We can keep going. Ask me any question you like about $B^t$. I can then rephrase that into a question about $\tilde{B}$. Likewise, if you manage to answer one of these questions then by a simple rewording, you also know the answer to the other one. That’s the whole point of $\iota$ being an isomorphism.

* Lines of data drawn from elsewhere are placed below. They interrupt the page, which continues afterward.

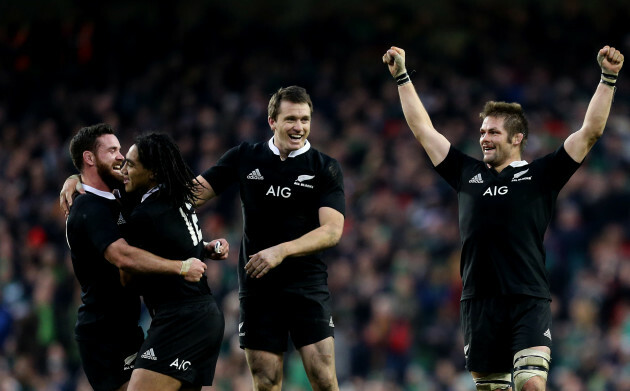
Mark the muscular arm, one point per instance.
(204, 192)
(325, 236)
(134, 260)
(433, 142)
(578, 144)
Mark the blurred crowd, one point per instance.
(204, 74)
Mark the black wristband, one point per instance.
(608, 79)
(404, 78)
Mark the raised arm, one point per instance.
(325, 236)
(433, 142)
(134, 260)
(578, 144)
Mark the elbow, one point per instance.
(334, 236)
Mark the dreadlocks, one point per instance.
(158, 153)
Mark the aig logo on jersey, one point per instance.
(495, 190)
(277, 191)
(303, 178)
(181, 365)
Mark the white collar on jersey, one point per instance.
(148, 193)
(519, 163)
(295, 153)
(100, 193)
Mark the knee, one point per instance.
(535, 383)
(530, 370)
(323, 379)
(266, 380)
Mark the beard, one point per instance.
(111, 178)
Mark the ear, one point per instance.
(89, 158)
(517, 139)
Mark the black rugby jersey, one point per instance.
(502, 221)
(158, 227)
(108, 308)
(280, 201)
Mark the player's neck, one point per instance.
(91, 178)
(500, 167)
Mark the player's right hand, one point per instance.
(196, 270)
(610, 60)
(71, 186)
(395, 60)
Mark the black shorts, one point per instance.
(108, 364)
(184, 341)
(267, 320)
(496, 328)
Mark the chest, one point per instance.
(279, 182)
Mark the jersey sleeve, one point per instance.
(223, 174)
(333, 195)
(96, 220)
(451, 167)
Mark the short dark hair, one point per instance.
(514, 119)
(86, 139)
(158, 153)
(293, 94)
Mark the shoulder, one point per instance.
(89, 201)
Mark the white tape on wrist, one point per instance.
(185, 267)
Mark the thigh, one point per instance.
(310, 316)
(184, 343)
(487, 335)
(265, 366)
(108, 364)
(146, 380)
(531, 317)
(319, 357)
(262, 324)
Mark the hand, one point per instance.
(195, 271)
(263, 261)
(395, 60)
(610, 60)
(210, 249)
(71, 186)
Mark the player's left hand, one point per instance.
(610, 60)
(263, 261)
(217, 249)
(395, 60)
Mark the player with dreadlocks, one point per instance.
(182, 345)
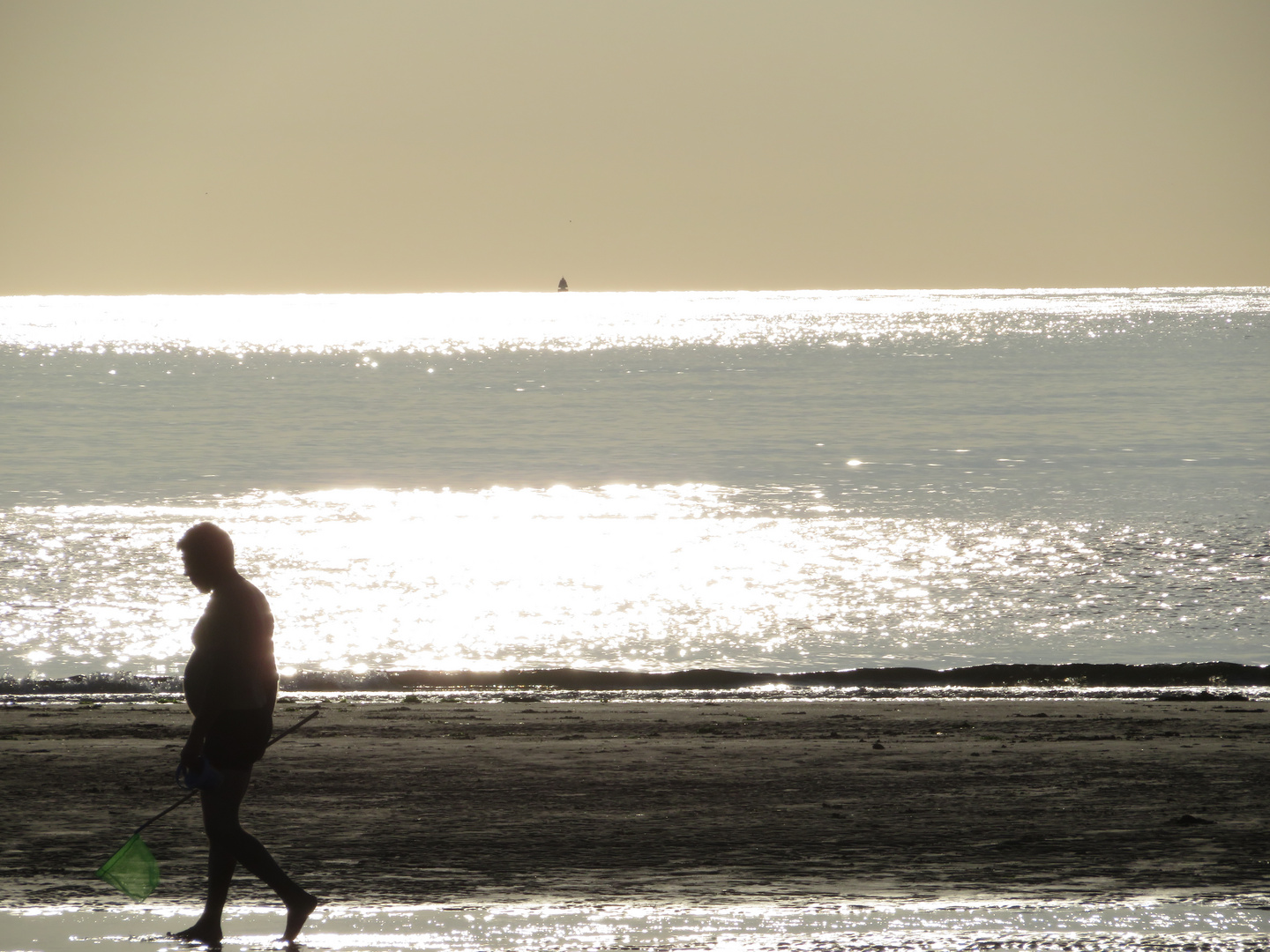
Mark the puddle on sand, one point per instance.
(1147, 925)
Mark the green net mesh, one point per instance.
(132, 870)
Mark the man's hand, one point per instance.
(192, 750)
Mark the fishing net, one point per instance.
(132, 870)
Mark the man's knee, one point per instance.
(220, 828)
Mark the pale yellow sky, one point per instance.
(383, 146)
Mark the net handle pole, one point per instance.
(190, 796)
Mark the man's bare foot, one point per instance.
(297, 914)
(207, 933)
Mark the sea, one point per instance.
(750, 481)
(557, 489)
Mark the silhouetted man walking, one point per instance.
(231, 684)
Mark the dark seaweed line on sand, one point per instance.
(990, 675)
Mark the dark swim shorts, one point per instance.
(238, 739)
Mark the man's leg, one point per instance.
(228, 844)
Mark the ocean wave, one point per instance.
(1209, 677)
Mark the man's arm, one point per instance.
(198, 732)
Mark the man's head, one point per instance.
(208, 555)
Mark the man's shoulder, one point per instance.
(238, 596)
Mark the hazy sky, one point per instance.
(198, 147)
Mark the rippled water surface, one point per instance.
(780, 481)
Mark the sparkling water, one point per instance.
(764, 481)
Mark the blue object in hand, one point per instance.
(202, 777)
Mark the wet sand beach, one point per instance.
(435, 802)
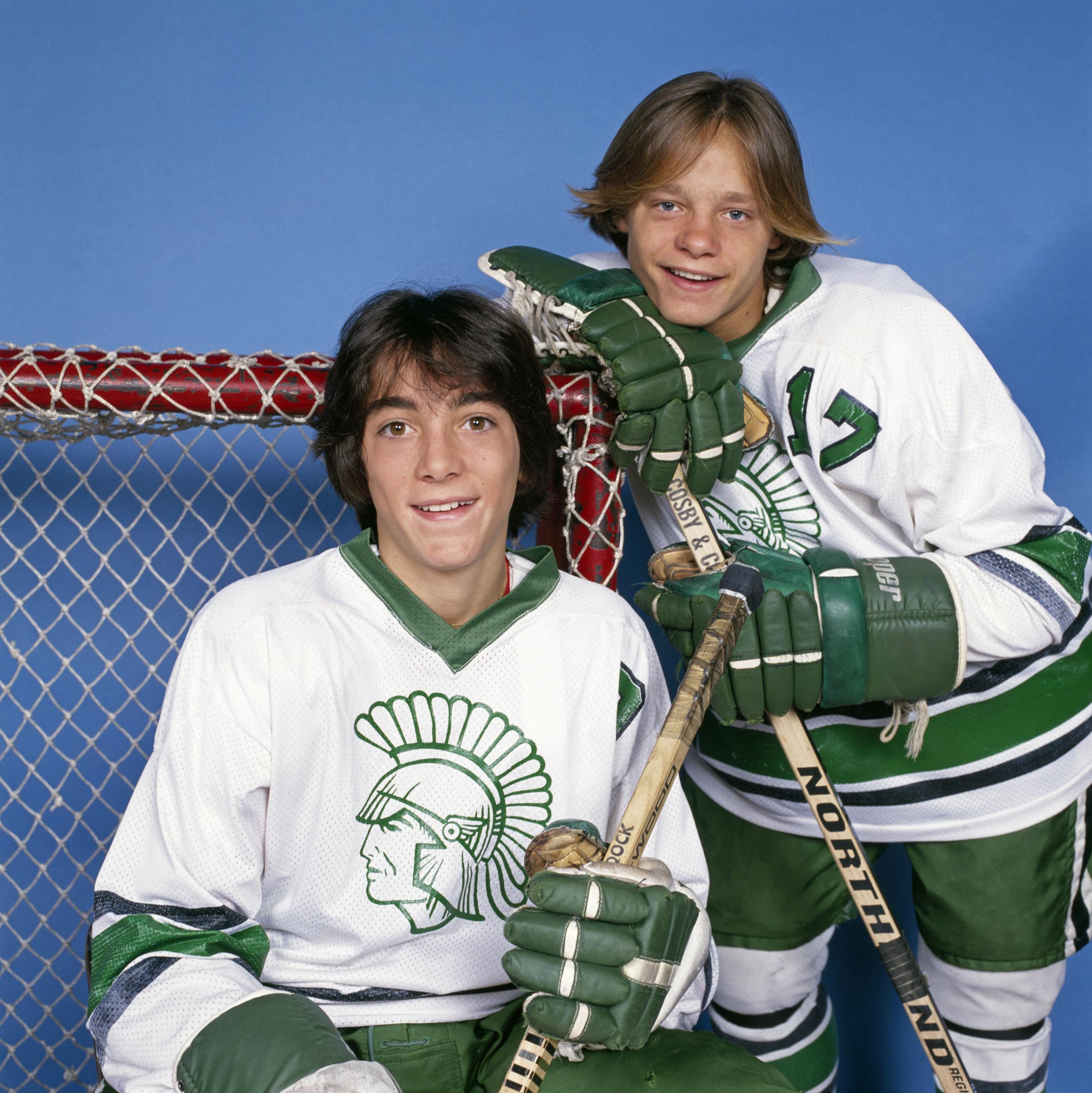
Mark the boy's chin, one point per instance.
(449, 557)
(690, 313)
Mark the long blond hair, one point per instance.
(673, 126)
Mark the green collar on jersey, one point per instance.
(458, 646)
(803, 282)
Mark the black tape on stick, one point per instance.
(899, 961)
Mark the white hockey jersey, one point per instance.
(342, 792)
(894, 436)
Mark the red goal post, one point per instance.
(133, 487)
(584, 524)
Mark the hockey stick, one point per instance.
(740, 592)
(842, 841)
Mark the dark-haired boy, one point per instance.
(314, 884)
(899, 515)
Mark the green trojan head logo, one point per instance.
(449, 821)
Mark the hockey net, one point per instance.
(134, 485)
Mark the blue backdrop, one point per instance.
(243, 174)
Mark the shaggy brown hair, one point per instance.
(672, 127)
(441, 342)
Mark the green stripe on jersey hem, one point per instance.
(456, 645)
(1064, 555)
(803, 282)
(135, 936)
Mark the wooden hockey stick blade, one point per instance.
(876, 914)
(740, 593)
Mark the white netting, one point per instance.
(115, 528)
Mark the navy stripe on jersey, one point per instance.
(381, 994)
(932, 788)
(983, 680)
(199, 919)
(125, 988)
(1025, 581)
(1046, 531)
(761, 1047)
(1029, 1085)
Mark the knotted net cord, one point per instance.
(133, 487)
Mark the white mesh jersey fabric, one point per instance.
(954, 470)
(260, 769)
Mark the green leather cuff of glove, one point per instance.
(571, 282)
(845, 634)
(891, 628)
(916, 642)
(263, 1045)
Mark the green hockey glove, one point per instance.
(607, 950)
(831, 630)
(676, 386)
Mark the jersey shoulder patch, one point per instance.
(631, 698)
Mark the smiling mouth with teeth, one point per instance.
(694, 277)
(444, 509)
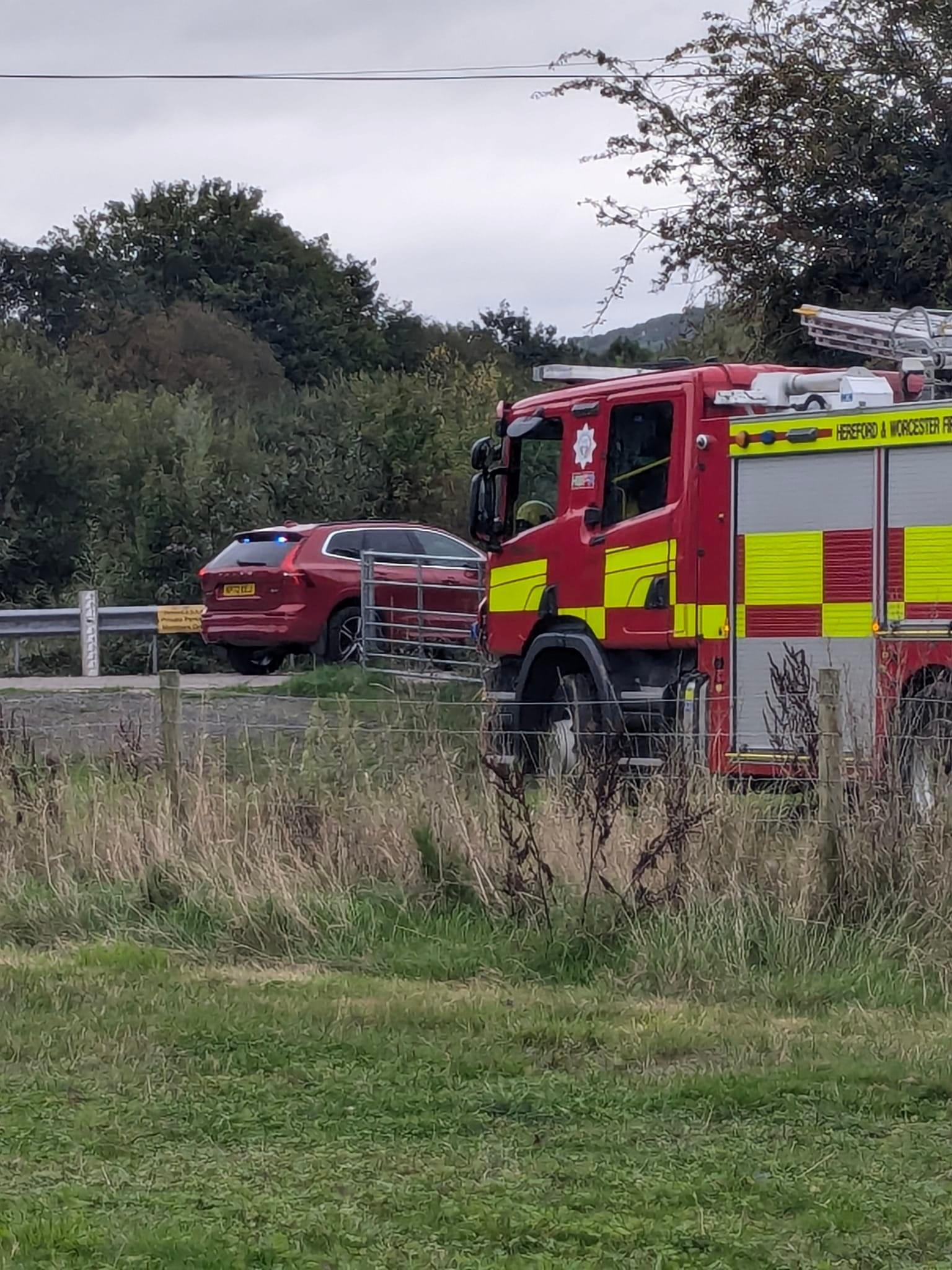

So, yes you’re correct that $\tilde{B}$ and $B^t$ are different maps. But so what? They’re related by composition of an isomorphism, so they tell you the same thing (notice also that $\iota$ is not just some random bijection; it is linear which is what gives us for example the statement about kernels in the second bullet point). The stuff I said here goes through for any triple of vector spaces $X,Y,Z$ and linear maps $T:Y\to Z$ and $S:X\to Z$ and a linear isomorphism $\phi:X\to Y$ such that $S=T\circ \phi$. In the case we’re talking about, the reason why we even bother with introducing the $\iota$ is because it is a natural isomorphism; its existence does not rely on me specifying any extra information like a choice of basis. One could (but one doesn’t, without good reason) introduce an arbitrary isomorphism $\phi_1:V\to\Bbb{F}^n$, $\phi_2:V^*\to\Bbb{F}^n$ and $\phi_3:V^{**}\to\Bbb{F}^n$, and talk solely about the corresponding induced linear maps $\Bbb{F}^n\to\Bbb{F}^n$ (or what amounts to the same thing, certain matrix representations). But one doesn’t generally do this because the isomorphisms introduced here are unnatural.